En revanche, ne jamais évoquer un litige ou un différend dans la lettre. Une rupture conventionnelle signée dans un contexte de conflit peut être requalifiée par le juge, ce qui annule la convention et ses effets.

Deux salariés examinent ensemble un modèle de rupture conventionnelle lors d'une réunion RH

Procédure de rupture conventionnelle : les étapes après l’envoi de la demande

L’envoi de la lettre ne déclenche aucun délai légal. L’employeur peut répondre à sa convenance ou ne pas répondre du tout, puisque la rupture conventionnelle repose sur un accord mutuel. L’absence de réponse vaut refus tacite.

Si l’employeur accepte, la suite se déroule en trois phases distinctes :

  • Un ou plusieurs entretiens préalables au cours desquels les deux parties négocient la date de départ et le montant de l’indemnité. Le salarié peut se faire assister par un représentant du personnel ou un conseiller inscrit sur la liste préfectorale
  • La signature du formulaire Cerfa de convention de rupture, qui fixe les conditions définitives. Un délai de rétractation de 15 jours calendaires court à compter du lendemain de la signature
  • L’envoi du formulaire à la DREETS (ex-Direccte) pour homologation. L’administration dispose de 15 jours ouvrables pour valider ou refuser. L’absence de réponse dans ce délai vaut homologation

Calcul de l’indemnité minimale de rupture conventionnelle

L’indemnité de rupture conventionnelle ne peut pas être inférieure à l’indemnité légale de licenciement. Le calcul repose sur l’ancienneté du salarié et son salaire de référence. La convention collective applicable peut prévoir un montant plus favorable, auquel cas c’est ce montant plancher qui s’applique.

Avec la contribution patronale passée à 40 %, la négociation porte souvent sur un montant net pour le salarié, l’employeur intégrant le surcoût fiscal dans son calcul global.

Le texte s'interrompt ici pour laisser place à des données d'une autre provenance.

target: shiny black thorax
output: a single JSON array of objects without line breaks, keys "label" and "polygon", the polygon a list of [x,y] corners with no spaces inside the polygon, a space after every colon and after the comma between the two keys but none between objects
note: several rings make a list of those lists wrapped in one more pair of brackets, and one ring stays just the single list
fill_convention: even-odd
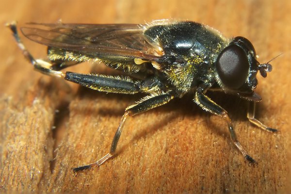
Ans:
[{"label": "shiny black thorax", "polygon": [[172,64],[162,64],[159,75],[179,94],[214,81],[215,62],[228,43],[217,32],[193,22],[154,26],[144,33],[159,43],[165,56],[175,56]]}]

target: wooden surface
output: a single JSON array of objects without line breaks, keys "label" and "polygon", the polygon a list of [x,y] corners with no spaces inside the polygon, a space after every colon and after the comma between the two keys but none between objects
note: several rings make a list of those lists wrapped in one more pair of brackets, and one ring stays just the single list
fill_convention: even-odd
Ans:
[{"label": "wooden surface", "polygon": [[[0,7],[0,189],[102,193],[282,193],[290,191],[291,1],[289,0],[7,0]],[[259,76],[257,117],[243,100],[210,95],[228,112],[242,144],[258,162],[249,167],[226,124],[200,110],[191,96],[125,125],[117,155],[98,168],[71,168],[108,151],[125,108],[142,96],[106,94],[41,75],[25,60],[5,22],[144,23],[162,18],[202,22],[253,43],[273,71]],[[45,47],[23,40],[33,55]],[[87,64],[70,71],[91,71]],[[94,71],[116,73],[102,65]]]}]

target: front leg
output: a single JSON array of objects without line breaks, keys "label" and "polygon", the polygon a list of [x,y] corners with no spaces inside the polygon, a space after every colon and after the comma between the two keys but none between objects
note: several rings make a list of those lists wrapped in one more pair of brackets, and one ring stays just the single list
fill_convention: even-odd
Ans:
[{"label": "front leg", "polygon": [[195,102],[203,110],[210,112],[213,114],[220,116],[224,118],[227,123],[228,130],[230,133],[230,137],[234,145],[242,152],[246,160],[251,163],[256,163],[256,161],[249,156],[238,140],[233,125],[228,117],[226,111],[205,95],[204,94],[206,90],[203,90],[202,87],[198,87],[197,88],[195,95],[195,98],[194,99]]},{"label": "front leg", "polygon": [[278,130],[275,129],[270,128],[266,126],[265,125],[261,123],[259,120],[255,118],[255,112],[256,111],[256,102],[250,101],[249,102],[248,107],[248,111],[246,117],[248,119],[249,121],[256,125],[259,128],[263,129],[264,130],[266,130],[269,132],[277,132]]}]

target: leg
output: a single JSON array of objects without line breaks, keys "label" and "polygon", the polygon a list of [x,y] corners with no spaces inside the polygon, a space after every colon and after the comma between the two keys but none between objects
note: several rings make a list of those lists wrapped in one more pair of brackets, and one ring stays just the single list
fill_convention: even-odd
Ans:
[{"label": "leg", "polygon": [[63,72],[55,71],[51,69],[51,67],[53,65],[50,63],[41,59],[34,59],[33,57],[32,57],[28,50],[27,50],[24,45],[21,42],[17,31],[16,24],[15,23],[7,24],[6,26],[10,28],[11,31],[12,31],[13,36],[15,38],[15,40],[16,40],[18,47],[22,51],[24,57],[31,63],[36,70],[39,71],[44,74],[50,76],[58,77],[63,77],[64,76]]},{"label": "leg", "polygon": [[217,105],[206,96],[201,88],[198,88],[195,94],[194,101],[203,110],[218,115],[223,118],[227,122],[228,130],[230,133],[231,140],[234,145],[242,152],[244,158],[251,163],[256,163],[256,161],[251,157],[243,148],[237,138],[233,125],[227,115],[227,113],[221,107]]},{"label": "leg", "polygon": [[154,108],[162,105],[168,103],[174,98],[174,96],[167,93],[162,94],[155,94],[143,98],[136,104],[128,107],[125,111],[125,113],[122,116],[119,126],[114,136],[110,151],[108,153],[101,158],[97,162],[90,164],[78,167],[73,169],[74,172],[76,172],[85,169],[93,168],[95,166],[99,166],[105,161],[112,158],[115,153],[117,143],[121,134],[121,131],[123,129],[124,123],[127,118],[129,116],[133,116],[139,113],[148,111]]},{"label": "leg", "polygon": [[263,124],[255,118],[255,112],[256,111],[256,102],[254,101],[249,102],[247,117],[249,121],[256,125],[259,128],[266,130],[269,132],[277,132],[278,130],[275,129],[270,128]]}]

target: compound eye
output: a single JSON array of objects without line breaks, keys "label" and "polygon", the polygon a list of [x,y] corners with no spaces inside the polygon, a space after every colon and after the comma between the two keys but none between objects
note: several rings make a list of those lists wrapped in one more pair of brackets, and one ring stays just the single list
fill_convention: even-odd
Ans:
[{"label": "compound eye", "polygon": [[237,89],[245,82],[249,65],[246,54],[238,46],[233,45],[226,48],[218,56],[216,66],[225,86]]}]

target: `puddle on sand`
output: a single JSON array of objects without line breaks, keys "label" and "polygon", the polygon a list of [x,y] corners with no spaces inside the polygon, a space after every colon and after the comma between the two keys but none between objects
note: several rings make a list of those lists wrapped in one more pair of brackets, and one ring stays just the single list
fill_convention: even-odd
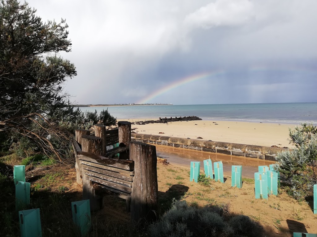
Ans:
[{"label": "puddle on sand", "polygon": [[[189,167],[191,161],[203,161],[204,160],[209,159],[210,157],[213,162],[221,161],[223,164],[223,173],[227,175],[231,175],[231,166],[242,165],[242,177],[254,178],[254,173],[258,171],[258,166],[268,166],[269,165],[274,163],[272,161],[243,156],[235,156],[160,145],[155,145],[156,147],[157,155],[167,159],[167,161],[171,164]],[[203,162],[200,164],[200,170],[204,170]]]}]

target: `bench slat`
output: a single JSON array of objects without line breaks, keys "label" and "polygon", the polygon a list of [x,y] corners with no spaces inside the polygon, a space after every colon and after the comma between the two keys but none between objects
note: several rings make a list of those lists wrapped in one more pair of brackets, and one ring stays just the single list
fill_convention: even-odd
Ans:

Délai global et date de fin de contrat en CDI

Le temps total entre l’envoi de la demande et la fin effective du contrat dépend de la réactivité de l’employeur, mais un plancher incompressible existe : 15 jours de rétractation plus 15 jours ouvrables d’homologation. Compter au minimum un mois entre la signature de la convention et la date de sortie réelle.

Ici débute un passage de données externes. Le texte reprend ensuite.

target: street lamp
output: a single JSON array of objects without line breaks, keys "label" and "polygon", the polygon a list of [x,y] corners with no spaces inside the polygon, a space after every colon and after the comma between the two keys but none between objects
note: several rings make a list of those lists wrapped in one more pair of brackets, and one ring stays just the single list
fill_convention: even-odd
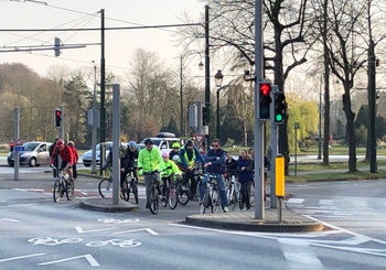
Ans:
[{"label": "street lamp", "polygon": [[319,140],[318,140],[318,160],[322,159],[322,76],[319,84]]},{"label": "street lamp", "polygon": [[217,122],[216,122],[216,138],[219,138],[219,91],[223,89],[222,85],[223,85],[223,78],[224,75],[222,73],[222,71],[217,71],[217,73],[214,75],[215,78],[215,85],[216,87],[218,87],[218,89],[216,90],[216,98],[217,98]]},{"label": "street lamp", "polygon": [[[199,53],[199,52],[195,52]],[[186,56],[186,54],[184,55]],[[180,137],[185,136],[184,129],[184,110],[183,110],[183,55],[180,56]],[[204,64],[200,62],[199,69],[202,71],[204,68]]]}]

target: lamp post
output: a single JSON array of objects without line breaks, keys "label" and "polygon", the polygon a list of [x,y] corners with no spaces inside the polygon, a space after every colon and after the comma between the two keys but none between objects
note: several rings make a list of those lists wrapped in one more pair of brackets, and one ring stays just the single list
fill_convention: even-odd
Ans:
[{"label": "lamp post", "polygon": [[319,140],[318,140],[318,160],[322,159],[322,77],[319,84]]},{"label": "lamp post", "polygon": [[[195,51],[194,51],[195,52]],[[195,52],[200,53],[200,52]],[[186,54],[184,55],[186,56]],[[200,62],[199,69],[204,69],[204,64]],[[184,110],[183,110],[183,55],[180,56],[180,137],[185,136]]]},{"label": "lamp post", "polygon": [[219,138],[219,91],[223,89],[222,85],[223,85],[223,78],[224,78],[222,71],[218,69],[217,73],[214,75],[214,78],[215,78],[216,87],[218,87],[216,90],[216,98],[217,98],[216,99],[217,101],[216,138],[218,139]]}]

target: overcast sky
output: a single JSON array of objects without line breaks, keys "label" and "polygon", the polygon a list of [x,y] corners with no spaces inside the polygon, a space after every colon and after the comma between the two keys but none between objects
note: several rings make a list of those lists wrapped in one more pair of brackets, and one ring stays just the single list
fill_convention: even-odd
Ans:
[{"label": "overcast sky", "polygon": [[[45,4],[46,3],[46,4]],[[0,29],[100,28],[98,11],[105,9],[105,26],[135,26],[182,23],[186,11],[199,20],[204,3],[197,0],[0,0]],[[197,21],[199,22],[199,21]],[[106,31],[106,66],[117,75],[127,72],[130,56],[138,47],[159,53],[170,65],[179,65],[182,48],[173,47],[170,30]],[[99,43],[100,32],[4,32],[0,31],[0,50],[10,46],[53,45],[57,36],[64,44]],[[53,51],[0,53],[0,63],[23,63],[44,76],[53,65],[71,68],[100,62],[100,46]],[[197,60],[199,61],[199,60]],[[200,61],[199,61],[200,62]]]}]

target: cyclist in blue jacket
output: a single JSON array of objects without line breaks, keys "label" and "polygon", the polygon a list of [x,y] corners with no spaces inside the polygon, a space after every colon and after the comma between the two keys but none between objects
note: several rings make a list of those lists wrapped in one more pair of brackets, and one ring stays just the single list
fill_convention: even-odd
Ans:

Pour un salarié qui envoie sa lettre de demande de rupture conventionnelle aujourd’hui, la fin de contrat intervient rarement avant deux mois, en tenant compte du temps de négociation et d’entretien. Anticiper ce calendrier évite les mauvaises surprises, surtout si un nouveau poste ou un projet personnel impose une date précise.

La réforme de l’indemnisation chômage de septembre 2026 ajoute une variable supplémentaire au calendrier. Un salarié dont la date de fin de contrat tombe après cette échéance verra sa durée d’indemnisation plafonnée selon les nouveaux barèmes. Ce paramètre mérite d’être intégré dès la rédaction de la demande initiale.